NO.56

花ちゃん・オー君・モンタ博士のてくてく自然散歩シリーズ

□トンボの羽について

  オオシオカラトンボ
オオシオカラトンボ
花ちゃん 「あ! これはシオカラトンボでしょ。」
オー君 「残念でした。これは,オオシオカラトンボというんです。」
花ちゃん 「そっかあ。でも,よく似ているね。」
モンタ博士 「似ていることに気がついたことが大切なんだよ。くわしく名前が分からなくてもだいたいこの仲間だろうと,分かることに意味があるんだ。」
花ちゃん 「ところで,オー君は昆虫(こんちゅう)の観察が大好きでしょ。それで今までにいろいろなものを見てきたと思うけど,トンボって歩くのかな。」
オー君 「そりゃ,観察大好きオー君ですが……え! トンボの歩き方? ちょいと待てよ。トンボが歩くか……???」
花ちゃん 「ねえねえ,トンボってどうやって歩くの。6本の足があるんだから,カブトムシみたいに歩くのかな。」
オー君 「そうだな。おいら,分かんなくなっちゃったよ。モンタ博士助けて。」
モンタ博士 「モンタ博士も,トンボが歩く姿を見たことがないよ。ということは,トンボは歩かないのかな。しばらく待ってね。モンタ博士も調べてみるね。

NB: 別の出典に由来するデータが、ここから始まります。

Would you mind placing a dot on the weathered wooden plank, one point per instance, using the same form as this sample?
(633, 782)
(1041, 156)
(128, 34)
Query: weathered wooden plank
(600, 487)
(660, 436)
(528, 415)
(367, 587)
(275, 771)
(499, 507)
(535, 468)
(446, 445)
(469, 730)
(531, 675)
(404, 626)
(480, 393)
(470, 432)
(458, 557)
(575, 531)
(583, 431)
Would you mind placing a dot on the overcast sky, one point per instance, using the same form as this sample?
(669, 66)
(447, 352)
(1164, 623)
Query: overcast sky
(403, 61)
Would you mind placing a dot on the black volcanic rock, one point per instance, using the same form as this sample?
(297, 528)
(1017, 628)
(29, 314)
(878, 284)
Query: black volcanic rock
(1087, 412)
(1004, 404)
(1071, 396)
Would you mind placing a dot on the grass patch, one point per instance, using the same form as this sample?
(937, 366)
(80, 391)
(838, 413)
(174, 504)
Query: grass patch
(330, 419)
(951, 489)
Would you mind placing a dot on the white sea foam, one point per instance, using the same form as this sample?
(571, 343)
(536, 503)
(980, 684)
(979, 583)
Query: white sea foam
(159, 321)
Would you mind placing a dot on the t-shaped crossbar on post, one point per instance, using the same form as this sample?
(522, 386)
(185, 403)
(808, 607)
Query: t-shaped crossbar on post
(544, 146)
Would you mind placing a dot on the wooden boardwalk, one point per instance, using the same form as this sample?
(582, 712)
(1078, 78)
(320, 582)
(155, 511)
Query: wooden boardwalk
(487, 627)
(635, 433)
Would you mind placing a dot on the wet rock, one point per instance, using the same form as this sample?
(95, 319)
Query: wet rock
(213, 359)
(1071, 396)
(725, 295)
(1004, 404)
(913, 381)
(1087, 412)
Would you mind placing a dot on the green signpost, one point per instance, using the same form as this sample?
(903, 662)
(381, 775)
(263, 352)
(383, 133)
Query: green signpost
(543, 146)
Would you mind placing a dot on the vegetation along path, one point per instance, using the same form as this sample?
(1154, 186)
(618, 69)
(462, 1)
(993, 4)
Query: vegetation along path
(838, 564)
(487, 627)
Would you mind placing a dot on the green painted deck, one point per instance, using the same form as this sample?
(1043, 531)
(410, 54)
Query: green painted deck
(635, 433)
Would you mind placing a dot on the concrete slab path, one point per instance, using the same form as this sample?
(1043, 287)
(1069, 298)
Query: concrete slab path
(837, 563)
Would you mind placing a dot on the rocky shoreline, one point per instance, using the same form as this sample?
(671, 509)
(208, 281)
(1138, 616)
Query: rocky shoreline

」
  それから数日後……。
モンタ博士 「花ちゃん,オー君。あれからモンタ博士がいろいろと調べたところ,いろいろなことが分かったから伝えるね。おどろき,サプライズばかりだよ。」
オー君 「それで,トンボは歩くの。」
モンタ博士 「それが,トンボの足は歩くためでなく,スイッチということが書いてあったよ。」
花ちゃん 「スイッチ? どういうことですか。」
モンタ博士 「ドンボは歩くのが苦手で,少しの距離(きょり)でも羽で飛ぶんだ。むだに飛んでつかれないように,足が草などにふれるとすぐに羽が止まり,足がはなれるとすぐに羽が動くしくみになっているのさ。つまりスイッチだよ。」
オー君 「そういえば,何かの本に,足の先はとても敏感(びんかん)で触覚(しょっかく)のような役目をしていると書いてあったな。」
花ちゃん 「ということは,飛んでいるときは足はどうなっているの。」
モンタ博士 「飛んでいるときには,足を折りたたんでいるんだ。止まる直前に足を広げるのさ。」
オー君 「なーるほど。うまくできているんですね。」
モンタ博士 「トンボの羽はとても軽くてじょうぶなんだ。だから,あんなに早く飛んだり,急旋回(きゅうせんかい)やホバリングまでできるのさ。」
オー君 「あのさ,おいら思うけど,羽は飛ぶためだけでなく,体を守る役目もあるでしょ。カブトムシやカナブンなどは,前の羽がとてもかたくてじょうぶだね。」
モンタ博士 「そうだね。トンボは自分の身を守るために,羽を厚くじょうずにするだけではなく,うすくても性能のよいものにして飛ぶ力を強くしたんだね。」
花ちゃん 「そういえば,トンボの羽の動き方はほかの虫とはちがうと思ったときがあるわ。」
モンタ博士 「そうだね。セミやチョウ,ガ,ハチなども4枚の羽を使って飛ぶけど,トンボとはちょっとちがうんだ。何がちがうのかというと,セミなどは,前の羽と後ろの羽をいっしょに動かすようにフックのようなものがついているんだ。だから,トンボの方がより複雑な動きができるということなんだ。これからもいろいろな虫がどうやって飛ぶかを観察していこうね。」

▼双翅目(そうしもく)の羽について

 ハエやカ,アブなどは2枚しか羽がないので,この仲間を双翅目(そうしもく)といい ます。前の羽はきちんとありますが,後ろの羽は退化(たいか)して小さくなってしまい,飛ぶための役目をしていないようです。その後ろ羽は,うちわ形やたいこばち形をしていて,平均木昆(へいきんこん)と呼ばれるものになっています。